Después de comer, los niños se sentaron alrededor del fuego comentando los extraordinarios acontecimientos de los últimos días. No pensaban salir puesto que la nieve seguía cayendo incansablemente, y el día era tan oscuro que incluso tuvieron que encender la lámpara de petróleo para aclarar la penumbra.
La señora Cosqui fue a enterarse de cuáles eran sus planes.
—No volváis a salir —les dijo—. Podríais perderos con tanta nieve. Yo apenas distingo el camino que va desde la puerta de la cocina al vertedero.
Todos rieron.
—Señora Cosqui —dijo Chatín—, hay una cosa que me preocupa. ¿Cómo se las arreglará para conseguir comida? Por aquí no viene nadie y ahora no podemos ir al pueblo de Boffame.
—Claro, eso tenía que preocupar a Chatín —exclamó Diana—. La comida es su mayor interés.
La cocinera rió.
—No necesitas preocuparte —le dijo—. Cuando vine traje un cargamento de cosas desde Boffame. El viejo Hurdie, de la oficina de correos me dijo que iba a nevar mucho, y que trajera muchas provisiones. Nuestra despensa es tan fría como una nevera, y las cosas se conservan frescas más de una semana. El pan está ya demasiado duro, pero puedo amasarlo yo misma.
—Buena idea —dijo Chatín en tono aprobador—. ¿Puedo ayudarla?
—No, gracias —replicó la cocinera—. No quiero que te entrometas en mis cosas. Tú lo que quieres es meter las narices en mi despensa. Eres igualito que mi Tom.
—¿Qué ocurrirá si la nieve sigue cayendo, cayendo y nos quedamos todavía más aislados? —preguntó muy preocupado Roger.

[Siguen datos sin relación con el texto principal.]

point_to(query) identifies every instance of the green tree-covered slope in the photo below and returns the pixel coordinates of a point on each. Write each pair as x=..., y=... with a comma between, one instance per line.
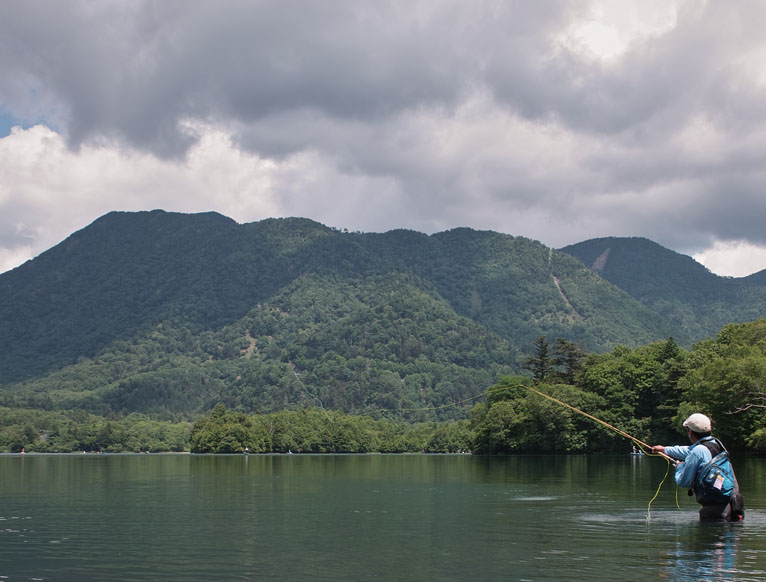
x=685, y=293
x=168, y=314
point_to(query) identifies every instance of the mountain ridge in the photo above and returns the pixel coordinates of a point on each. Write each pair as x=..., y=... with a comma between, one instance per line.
x=168, y=312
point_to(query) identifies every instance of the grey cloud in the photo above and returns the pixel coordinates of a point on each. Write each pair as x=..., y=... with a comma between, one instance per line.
x=346, y=80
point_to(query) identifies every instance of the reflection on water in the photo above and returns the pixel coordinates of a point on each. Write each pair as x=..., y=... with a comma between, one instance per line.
x=370, y=517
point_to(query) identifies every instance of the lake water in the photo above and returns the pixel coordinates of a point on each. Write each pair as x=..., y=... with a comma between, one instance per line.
x=366, y=517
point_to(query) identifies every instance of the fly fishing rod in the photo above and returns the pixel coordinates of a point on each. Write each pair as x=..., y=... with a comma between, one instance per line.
x=601, y=422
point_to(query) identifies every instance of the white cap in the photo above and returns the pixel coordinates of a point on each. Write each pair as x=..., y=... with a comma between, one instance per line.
x=698, y=423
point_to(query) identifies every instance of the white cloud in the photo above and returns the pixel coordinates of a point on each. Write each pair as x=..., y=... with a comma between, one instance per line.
x=733, y=258
x=47, y=191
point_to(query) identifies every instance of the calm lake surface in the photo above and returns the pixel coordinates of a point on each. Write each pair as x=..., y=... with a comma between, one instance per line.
x=366, y=517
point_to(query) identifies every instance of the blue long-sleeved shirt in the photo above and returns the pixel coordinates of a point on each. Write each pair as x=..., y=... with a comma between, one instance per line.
x=692, y=458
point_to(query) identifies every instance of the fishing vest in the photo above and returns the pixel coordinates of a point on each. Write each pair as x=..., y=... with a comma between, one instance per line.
x=715, y=481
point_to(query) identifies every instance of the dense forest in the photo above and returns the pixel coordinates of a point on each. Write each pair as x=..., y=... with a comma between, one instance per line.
x=167, y=315
x=154, y=331
x=645, y=391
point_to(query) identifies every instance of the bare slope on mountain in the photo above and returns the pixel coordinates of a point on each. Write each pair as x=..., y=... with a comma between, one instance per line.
x=684, y=292
x=163, y=312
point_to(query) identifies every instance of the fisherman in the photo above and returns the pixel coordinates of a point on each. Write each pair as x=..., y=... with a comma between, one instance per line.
x=692, y=464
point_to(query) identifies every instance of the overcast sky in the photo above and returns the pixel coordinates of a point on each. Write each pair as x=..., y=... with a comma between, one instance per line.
x=557, y=121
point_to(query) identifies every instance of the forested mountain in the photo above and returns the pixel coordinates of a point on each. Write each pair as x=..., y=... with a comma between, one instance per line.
x=685, y=293
x=169, y=314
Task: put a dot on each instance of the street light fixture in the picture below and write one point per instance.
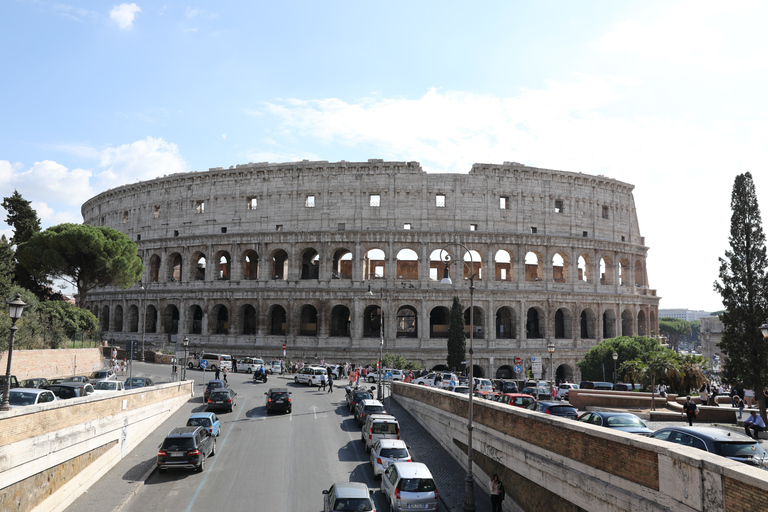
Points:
(15, 307)
(380, 391)
(469, 491)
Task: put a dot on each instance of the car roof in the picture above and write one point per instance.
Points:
(351, 490)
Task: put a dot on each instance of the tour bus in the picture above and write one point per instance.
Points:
(214, 361)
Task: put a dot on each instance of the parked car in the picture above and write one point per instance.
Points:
(212, 386)
(221, 399)
(555, 409)
(138, 382)
(624, 421)
(108, 386)
(409, 486)
(279, 399)
(387, 451)
(186, 448)
(516, 399)
(20, 397)
(719, 441)
(207, 420)
(37, 382)
(348, 497)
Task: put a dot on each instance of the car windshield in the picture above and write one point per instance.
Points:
(394, 453)
(353, 504)
(416, 485)
(624, 421)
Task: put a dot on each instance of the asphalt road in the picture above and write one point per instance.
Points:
(275, 462)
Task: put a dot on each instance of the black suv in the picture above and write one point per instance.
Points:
(187, 448)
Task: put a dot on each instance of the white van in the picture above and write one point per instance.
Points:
(214, 361)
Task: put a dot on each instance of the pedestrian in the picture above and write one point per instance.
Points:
(690, 409)
(755, 423)
(497, 493)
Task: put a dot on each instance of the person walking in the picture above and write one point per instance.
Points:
(690, 409)
(497, 493)
(755, 423)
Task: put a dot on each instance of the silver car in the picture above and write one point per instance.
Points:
(409, 486)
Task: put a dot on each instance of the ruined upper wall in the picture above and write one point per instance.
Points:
(256, 198)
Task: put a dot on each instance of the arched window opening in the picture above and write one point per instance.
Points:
(406, 323)
(408, 265)
(308, 325)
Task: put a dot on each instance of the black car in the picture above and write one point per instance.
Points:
(555, 409)
(186, 448)
(212, 385)
(719, 441)
(222, 399)
(278, 399)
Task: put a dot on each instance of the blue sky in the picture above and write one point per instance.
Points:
(666, 95)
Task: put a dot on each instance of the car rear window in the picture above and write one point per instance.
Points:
(416, 485)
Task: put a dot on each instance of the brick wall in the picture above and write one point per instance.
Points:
(50, 364)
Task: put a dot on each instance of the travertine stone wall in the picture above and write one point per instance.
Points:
(290, 252)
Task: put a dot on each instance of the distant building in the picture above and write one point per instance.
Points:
(688, 315)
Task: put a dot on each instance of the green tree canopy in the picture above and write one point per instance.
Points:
(743, 285)
(86, 256)
(457, 338)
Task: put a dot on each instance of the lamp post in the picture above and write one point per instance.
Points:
(551, 350)
(185, 343)
(15, 307)
(469, 491)
(379, 392)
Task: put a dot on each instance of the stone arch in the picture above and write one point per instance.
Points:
(407, 265)
(506, 323)
(407, 322)
(219, 319)
(626, 323)
(609, 324)
(279, 264)
(534, 266)
(342, 264)
(118, 318)
(175, 267)
(195, 317)
(439, 321)
(250, 265)
(277, 320)
(587, 324)
(154, 268)
(372, 322)
(341, 321)
(504, 264)
(310, 264)
(308, 320)
(374, 263)
(250, 320)
(534, 323)
(563, 324)
(479, 322)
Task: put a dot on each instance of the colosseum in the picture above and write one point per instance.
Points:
(328, 260)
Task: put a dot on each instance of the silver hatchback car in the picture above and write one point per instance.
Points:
(409, 486)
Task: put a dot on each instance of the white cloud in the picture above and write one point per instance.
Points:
(124, 15)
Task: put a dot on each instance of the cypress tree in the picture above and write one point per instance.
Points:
(743, 286)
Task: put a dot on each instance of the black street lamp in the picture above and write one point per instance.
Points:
(469, 491)
(16, 307)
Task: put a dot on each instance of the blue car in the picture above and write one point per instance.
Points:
(206, 419)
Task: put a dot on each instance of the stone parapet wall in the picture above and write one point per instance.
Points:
(559, 464)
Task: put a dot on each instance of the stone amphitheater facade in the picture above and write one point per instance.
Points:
(319, 256)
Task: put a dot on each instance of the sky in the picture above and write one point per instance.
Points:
(669, 96)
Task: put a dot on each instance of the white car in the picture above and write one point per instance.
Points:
(387, 451)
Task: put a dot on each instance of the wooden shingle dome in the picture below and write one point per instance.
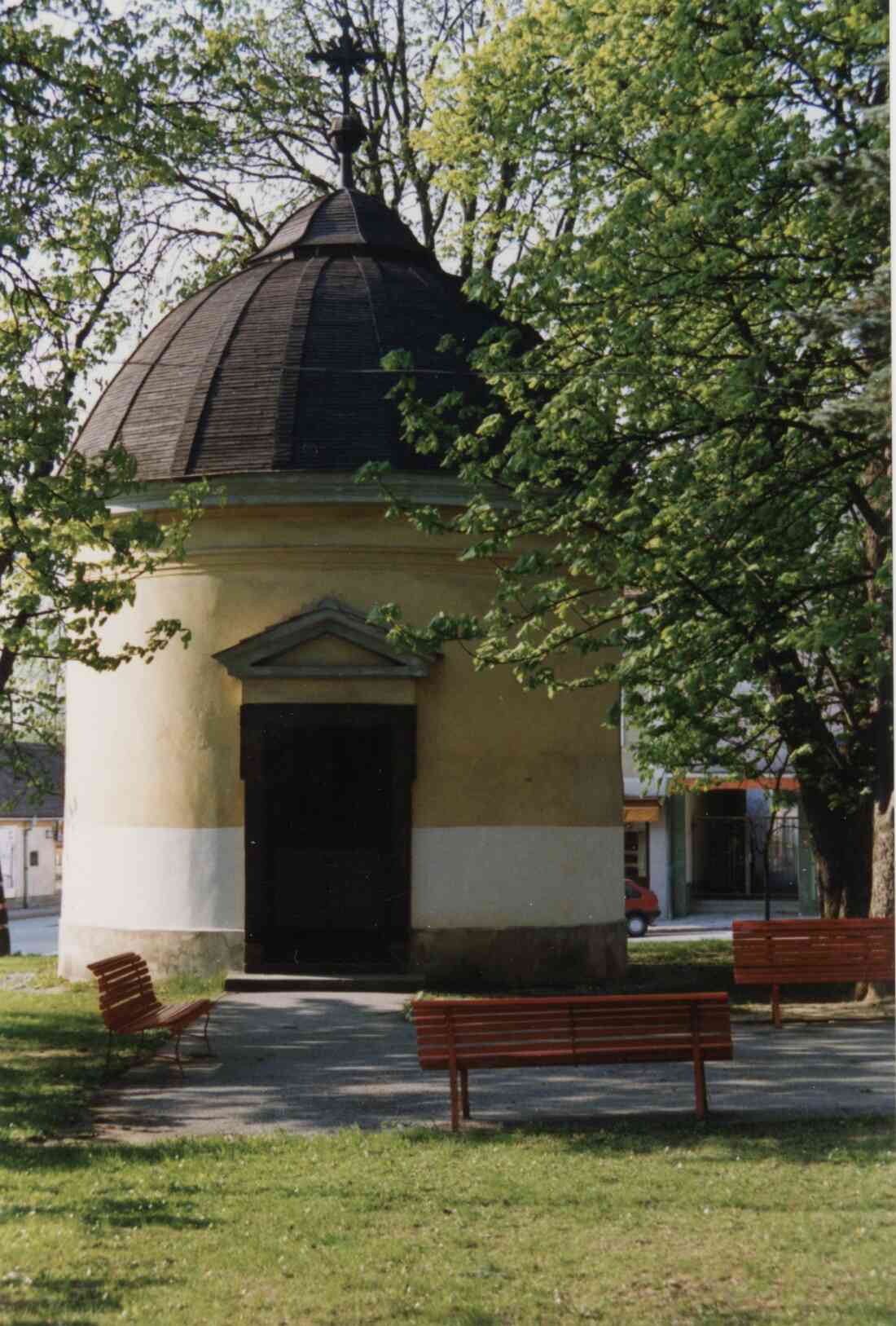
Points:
(277, 368)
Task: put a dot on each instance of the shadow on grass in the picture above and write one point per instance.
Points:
(65, 1300)
(854, 1141)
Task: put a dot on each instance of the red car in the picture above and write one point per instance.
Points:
(642, 909)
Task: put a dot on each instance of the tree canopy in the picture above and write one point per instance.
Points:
(693, 495)
(85, 114)
(142, 156)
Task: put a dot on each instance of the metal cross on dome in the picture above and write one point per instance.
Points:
(344, 56)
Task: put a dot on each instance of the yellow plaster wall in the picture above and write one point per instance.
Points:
(487, 752)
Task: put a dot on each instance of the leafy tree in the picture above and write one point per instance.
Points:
(692, 496)
(84, 114)
(266, 109)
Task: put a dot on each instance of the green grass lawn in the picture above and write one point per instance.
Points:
(646, 1224)
(643, 1222)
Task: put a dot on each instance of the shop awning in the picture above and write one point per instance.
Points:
(639, 810)
(786, 784)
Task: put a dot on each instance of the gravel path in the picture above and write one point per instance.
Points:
(317, 1063)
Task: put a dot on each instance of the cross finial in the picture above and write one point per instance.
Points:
(345, 56)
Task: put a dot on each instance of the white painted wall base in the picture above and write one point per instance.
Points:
(187, 879)
(496, 877)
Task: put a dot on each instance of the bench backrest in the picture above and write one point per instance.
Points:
(777, 951)
(125, 988)
(589, 1025)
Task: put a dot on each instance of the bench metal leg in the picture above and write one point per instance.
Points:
(455, 1098)
(209, 1044)
(177, 1051)
(700, 1085)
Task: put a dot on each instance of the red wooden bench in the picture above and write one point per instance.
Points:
(498, 1033)
(811, 952)
(129, 1004)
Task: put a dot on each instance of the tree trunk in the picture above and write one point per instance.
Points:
(843, 849)
(4, 926)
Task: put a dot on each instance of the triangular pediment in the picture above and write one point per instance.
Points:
(329, 640)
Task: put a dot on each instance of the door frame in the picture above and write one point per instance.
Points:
(255, 720)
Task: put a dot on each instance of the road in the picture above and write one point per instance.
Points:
(40, 934)
(35, 934)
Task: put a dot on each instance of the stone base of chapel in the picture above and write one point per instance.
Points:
(520, 955)
(169, 952)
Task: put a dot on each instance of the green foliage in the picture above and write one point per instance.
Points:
(700, 448)
(86, 121)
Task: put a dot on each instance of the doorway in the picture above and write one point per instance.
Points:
(327, 833)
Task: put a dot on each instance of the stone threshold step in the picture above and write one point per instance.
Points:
(367, 983)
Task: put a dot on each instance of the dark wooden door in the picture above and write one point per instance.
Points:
(327, 831)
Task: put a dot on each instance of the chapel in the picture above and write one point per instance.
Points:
(291, 789)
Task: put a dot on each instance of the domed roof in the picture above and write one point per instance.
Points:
(279, 366)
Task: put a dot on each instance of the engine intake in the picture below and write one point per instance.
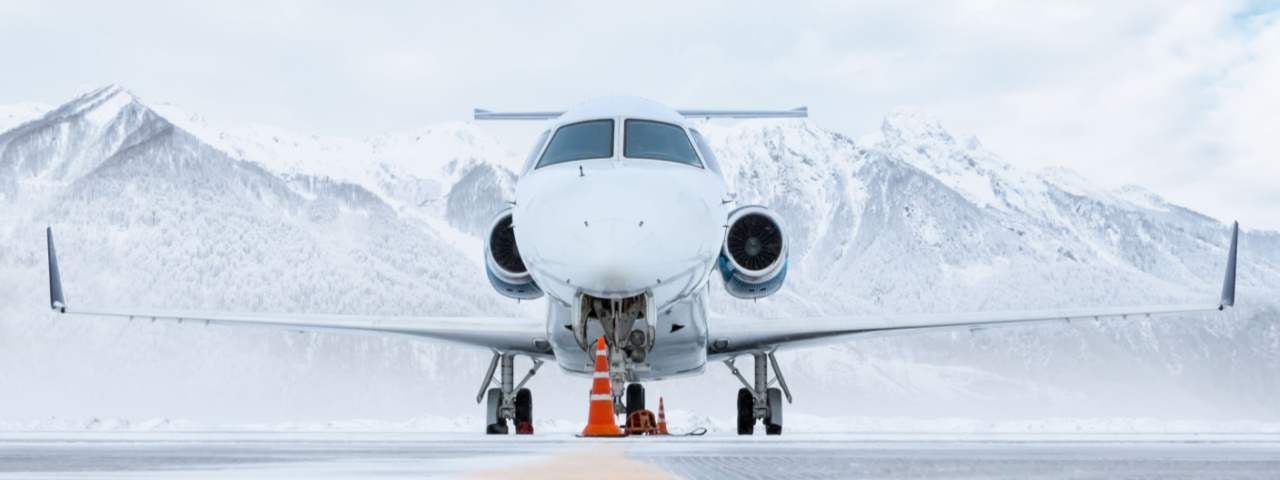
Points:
(503, 265)
(754, 257)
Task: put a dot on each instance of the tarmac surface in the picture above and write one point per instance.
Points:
(561, 456)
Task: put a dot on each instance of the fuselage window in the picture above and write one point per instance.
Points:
(580, 141)
(705, 150)
(658, 141)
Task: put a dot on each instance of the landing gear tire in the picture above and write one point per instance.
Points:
(635, 398)
(773, 421)
(745, 415)
(496, 425)
(524, 412)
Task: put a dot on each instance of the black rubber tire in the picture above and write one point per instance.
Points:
(524, 407)
(745, 416)
(497, 426)
(635, 398)
(773, 421)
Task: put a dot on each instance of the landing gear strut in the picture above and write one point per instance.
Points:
(760, 401)
(508, 401)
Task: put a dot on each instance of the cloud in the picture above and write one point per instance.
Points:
(1170, 96)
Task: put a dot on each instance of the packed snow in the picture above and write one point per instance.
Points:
(154, 206)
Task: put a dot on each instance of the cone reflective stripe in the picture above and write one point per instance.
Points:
(662, 417)
(600, 419)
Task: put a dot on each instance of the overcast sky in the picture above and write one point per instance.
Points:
(1180, 99)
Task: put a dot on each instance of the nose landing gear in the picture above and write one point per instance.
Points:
(760, 401)
(508, 401)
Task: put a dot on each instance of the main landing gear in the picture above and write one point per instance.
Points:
(508, 401)
(760, 401)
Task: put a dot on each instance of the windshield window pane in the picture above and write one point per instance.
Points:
(705, 150)
(658, 141)
(538, 149)
(580, 141)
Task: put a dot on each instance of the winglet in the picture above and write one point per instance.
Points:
(55, 279)
(1229, 282)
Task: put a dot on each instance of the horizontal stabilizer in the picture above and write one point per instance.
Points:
(803, 112)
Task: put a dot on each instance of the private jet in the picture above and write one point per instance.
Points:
(621, 218)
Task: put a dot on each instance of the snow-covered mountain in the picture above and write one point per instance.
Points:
(156, 206)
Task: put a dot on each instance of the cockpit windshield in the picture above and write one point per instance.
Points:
(580, 141)
(658, 141)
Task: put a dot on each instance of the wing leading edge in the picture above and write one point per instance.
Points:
(504, 334)
(735, 337)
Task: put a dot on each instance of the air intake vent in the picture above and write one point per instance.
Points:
(502, 246)
(754, 242)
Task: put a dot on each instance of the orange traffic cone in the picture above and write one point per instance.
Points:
(600, 419)
(662, 417)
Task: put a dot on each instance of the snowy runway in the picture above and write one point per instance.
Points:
(558, 456)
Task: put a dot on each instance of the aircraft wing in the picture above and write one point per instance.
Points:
(731, 337)
(503, 334)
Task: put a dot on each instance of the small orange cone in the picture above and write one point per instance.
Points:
(600, 419)
(662, 417)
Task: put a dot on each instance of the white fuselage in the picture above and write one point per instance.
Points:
(620, 227)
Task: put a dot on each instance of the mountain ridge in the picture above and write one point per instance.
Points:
(181, 218)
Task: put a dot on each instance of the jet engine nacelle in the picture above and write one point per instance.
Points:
(754, 257)
(503, 264)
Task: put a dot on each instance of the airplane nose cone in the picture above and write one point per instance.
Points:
(615, 236)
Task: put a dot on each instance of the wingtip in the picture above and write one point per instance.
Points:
(1229, 279)
(55, 282)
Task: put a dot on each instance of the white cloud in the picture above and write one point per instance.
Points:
(1175, 97)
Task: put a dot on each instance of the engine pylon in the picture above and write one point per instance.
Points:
(600, 419)
(662, 419)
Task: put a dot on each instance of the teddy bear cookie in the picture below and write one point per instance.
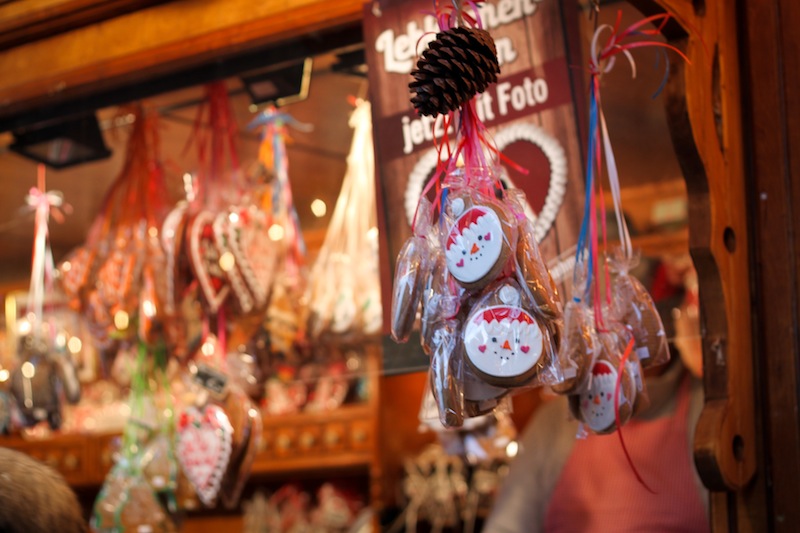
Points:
(639, 313)
(409, 282)
(503, 342)
(479, 240)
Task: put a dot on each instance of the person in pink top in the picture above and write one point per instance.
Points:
(559, 483)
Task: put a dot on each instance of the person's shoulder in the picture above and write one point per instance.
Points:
(550, 420)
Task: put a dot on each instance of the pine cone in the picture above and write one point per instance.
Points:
(458, 64)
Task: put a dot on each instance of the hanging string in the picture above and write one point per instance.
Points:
(617, 387)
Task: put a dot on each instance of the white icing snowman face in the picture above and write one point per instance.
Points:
(597, 404)
(474, 242)
(503, 341)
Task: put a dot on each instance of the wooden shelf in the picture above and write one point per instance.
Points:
(339, 439)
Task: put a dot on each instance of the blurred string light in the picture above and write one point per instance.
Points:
(319, 208)
(276, 232)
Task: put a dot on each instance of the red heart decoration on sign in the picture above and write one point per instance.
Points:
(204, 448)
(255, 255)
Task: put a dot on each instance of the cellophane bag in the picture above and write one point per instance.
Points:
(121, 265)
(344, 287)
(635, 308)
(578, 348)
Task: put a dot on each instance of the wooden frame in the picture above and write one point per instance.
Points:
(734, 130)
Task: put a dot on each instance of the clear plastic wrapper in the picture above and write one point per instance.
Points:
(532, 272)
(412, 270)
(634, 307)
(446, 374)
(127, 503)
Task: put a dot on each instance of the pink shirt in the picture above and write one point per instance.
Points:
(598, 491)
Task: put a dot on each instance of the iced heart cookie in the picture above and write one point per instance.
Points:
(639, 313)
(479, 241)
(502, 341)
(204, 448)
(577, 349)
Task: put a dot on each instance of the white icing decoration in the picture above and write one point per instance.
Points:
(475, 250)
(457, 206)
(597, 404)
(532, 133)
(504, 348)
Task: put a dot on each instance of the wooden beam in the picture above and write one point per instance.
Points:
(155, 41)
(27, 21)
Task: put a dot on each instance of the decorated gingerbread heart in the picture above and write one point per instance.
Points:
(480, 239)
(204, 257)
(503, 342)
(204, 448)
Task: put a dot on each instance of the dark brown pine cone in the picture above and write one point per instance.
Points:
(458, 64)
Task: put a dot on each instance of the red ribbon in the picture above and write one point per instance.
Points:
(623, 361)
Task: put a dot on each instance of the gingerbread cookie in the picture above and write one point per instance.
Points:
(577, 349)
(503, 341)
(639, 313)
(479, 241)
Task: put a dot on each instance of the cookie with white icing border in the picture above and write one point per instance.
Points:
(411, 270)
(479, 240)
(595, 406)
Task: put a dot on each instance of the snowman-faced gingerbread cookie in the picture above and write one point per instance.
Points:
(595, 406)
(502, 341)
(478, 241)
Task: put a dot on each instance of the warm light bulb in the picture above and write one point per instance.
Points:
(148, 308)
(512, 448)
(275, 232)
(319, 208)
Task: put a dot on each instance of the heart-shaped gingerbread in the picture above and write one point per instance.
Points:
(230, 264)
(255, 256)
(204, 448)
(204, 258)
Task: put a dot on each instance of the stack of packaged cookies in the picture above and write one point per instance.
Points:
(490, 314)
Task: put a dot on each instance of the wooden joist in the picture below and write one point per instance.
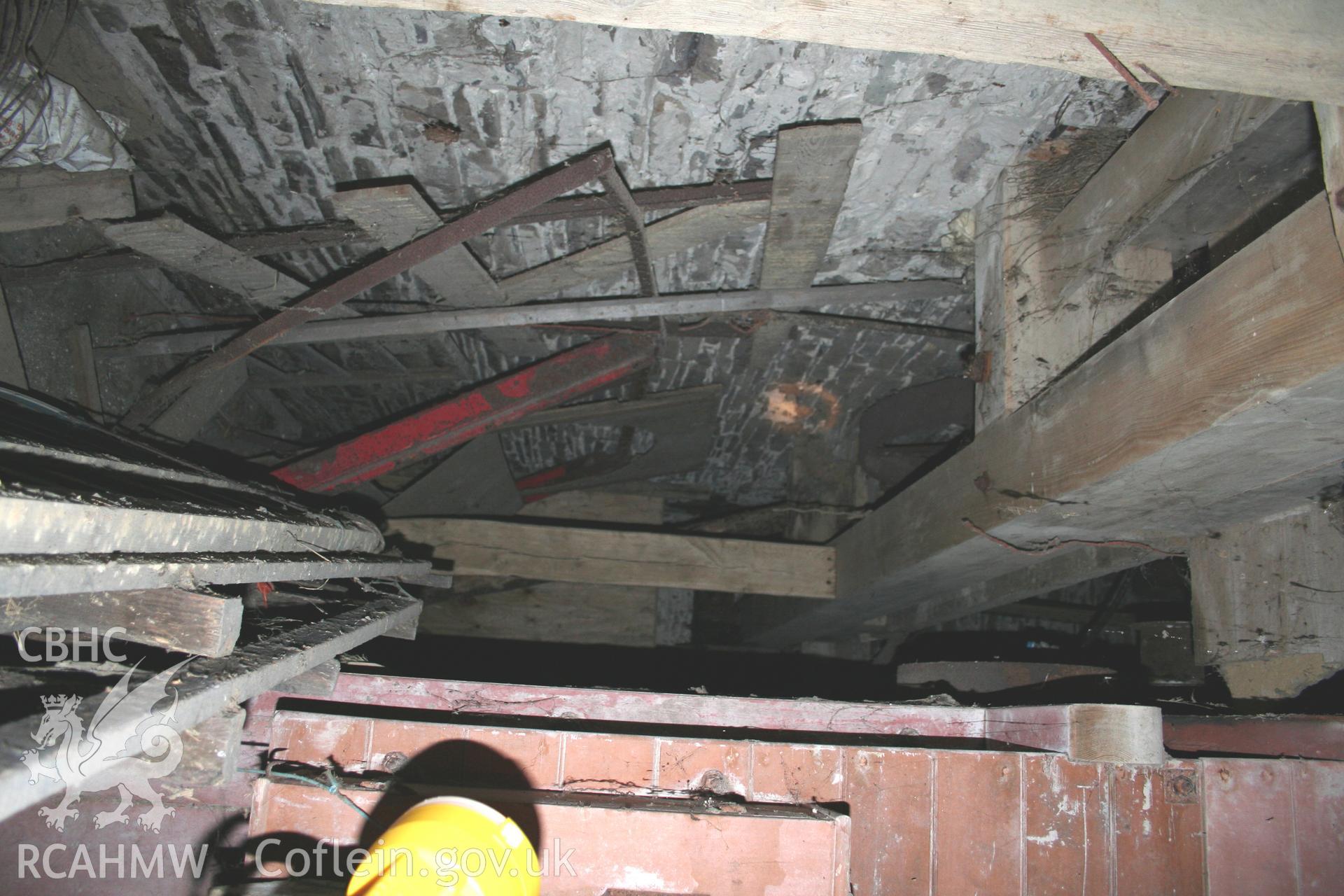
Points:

—No lo sé —replicó Nabé—. Ojalá pudiéramos telefonear. No veo que podamos hacer otra cosa que esperar aquí hasta que mi padre crea llegada la hora deque volvamos a casa, y nos procure algún medio de transporte.
—Un gran trineo arrastrado por perros es lo que necesitamos —dijo la niña—. ¿Sabéis? Esos perros que tienen los esquimales.
—Sí, un trineo con campanitas —intervino Chatín—. Tilín, tin, tilín…
¡Rrrrriiiinnnng! ¡R-r-r-r-ring!
Un ruido estridente y repentino les sobresaltó a todos. Nabé se puso en pie lanzando una exclamación.
—¡Es el timbre del teléfono! Deben haber arreglado los cables. Ahora podremos comunicar con alguien y contar las cosas tan raras que están ocurriendo aquí. ¿Diga, diga?
Todos aguardaron expectantes. Sí, era el padre de Nabé, ansioso de saber qué tal estaban.
—¡Estupendamente, papi, estupendamente! —exclamó Nabé—. Pero oye, papá, escucha. Han estado ocurriendo Cosas muy extrañas… Sí, he dicho cosas raras. Te lo contaré, si no cuelgas. En realidad no sabemos qué es lo que debemos hacer. Bien, ahí va…
Y Nabé le refirió los extraños acontecimientos ocurridos durante los últimos días. ¡Eran toda una historia!